Başkanlık sisteminde başkan, parlamenter demokraside ise başbakan patrondur.
Bunu kabul etmiyorsanız, olur mu öyle saçmalık diyeniniz varsa patronun kim olduğunu söyleyeceksiniz.
İki tane amir çıkacak, ben yolsuzluk soruşturuyorum diyecek.
Kime rağmen?
Müdürüne, valisine, bakanına rağmen?
Derdi ne?
Kesin tüyü bitmemiş yetimlerdir. 
Teknik bir problem var kabullenemiyoruz: Devletlerin bir görünen yüzü vardır.. Orada işler kanun, yönetmelik, yargı, karşı dava, savunma vs. ile yürür.
Bir de görünmeyen yüzü vardır ve olmalıdır. Ulusal güvenlik denilen şeyden anladığınız nedir bilmiyorum. Anladığınız her ne ise o ilan panolarına asılmaz. İcraatlarının denetlenmesi yargı yoluyla olmaz. Bazen bazı şeyler feda edilir bazen bedel ödenir bazen yanlış yapılır. 
Eskiden bizde bu işi örtülü şekilde ordu üstlenmişti.
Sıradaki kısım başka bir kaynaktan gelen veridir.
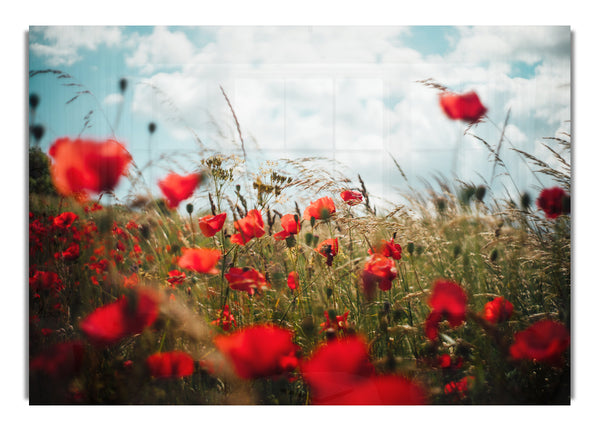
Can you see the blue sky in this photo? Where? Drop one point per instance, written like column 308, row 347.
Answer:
column 345, row 93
Ordu çekilince orada bir boşluk oluştu. Boşlukta başıbozuklar türedi.
Amerikalı bu işi başkana bağlı ulusal güvenlik danışmanı üzerinden yürütüyor. MGK'nın muadili olan bir kurum değil. MGK'nın muadili hiçbir ülkede yok. Bana kalırsa MGK toplantılarının anlamı da yok. Bu hesaba bakılırsa savcı ve amirler o kurula da güvenmiyor. Başbakanlarına da güvenmiyor. Valisine de güvenmiyor. Ama bizim kendilerine güvenmemizi istiyor. 
Ülkemizi emanet ettiğimiz insana değil kendilerine güvenmemizi istiyorlar (teorik olarak).

....

Ara nağme:
Tez elden FBI'ın bir benzerini Türkiye'de kurmak lazım. Onlar federal soruşturma bürosu demiş sen ulusal de. İyi para ver, seçilmiş adamlar al, tayin nakil derdinden kurtar..
Nefret ettiğim insanlar da olsa polisin bir iş adamını, bir belediye başkanını, bir bürokratı sürükleyerek emniyete, emniyetten mahkemeye götürmesini hazmedemiyorum. Bu, polisin işi olmamalı. Yolu da bu olmamalı. FBI muadili kurum bu işlere bakmalı, rencide etmeden soruşturmalı, delilinden emin olduktan sonra. İspatlayabilecek hale geldikten sonra dava açmalı, açılmalı. Herkes ayağıma gelsin şartı mı var, sen git. Ziyaretçi gibi git.
Nedense bu seremoniden büyük bir haz duyuyorlar. 
Birisine suç isnat edenlerin isnatlarını ispat edememeleri halinde ödeyecekleri bir bedel de olmalı. İster savcı, ister polis.. 2001'de yaka paça emniyete sürüklenen afilli operasyon mağdurlarından kaçı hüküm giydi, mahkûm oldu.. Sayanınız var mı?
Beraat edenlere ödediğiniz bir bedel var mı?
(Ara nağme bitti)

....

Hiç kimse yolsuzluk araştırması/soruşturması gibi meşru bir gerekçeyi kılıf yapmasın. Ülkenin en başındaki insana haber verilmeden yapılan her iş gayrimeşrudur/ operasyondur.
Muhalefetin bu işe parti hesabıyla bakması acizliktir.
MİT'in bu işlerden habersiz olması acizliktir. (Haberi varsa o zaman bu bir operasyon değil, karşı operasyondur.)
Bu devletin böyle günlerde bir emirle 15 dakika içinde işgüzarlığa müdahale edecek bir biriminin bir mekanizmasının olmaması acizliktir. 
Kabul edin, yapı çok hantal ve eski.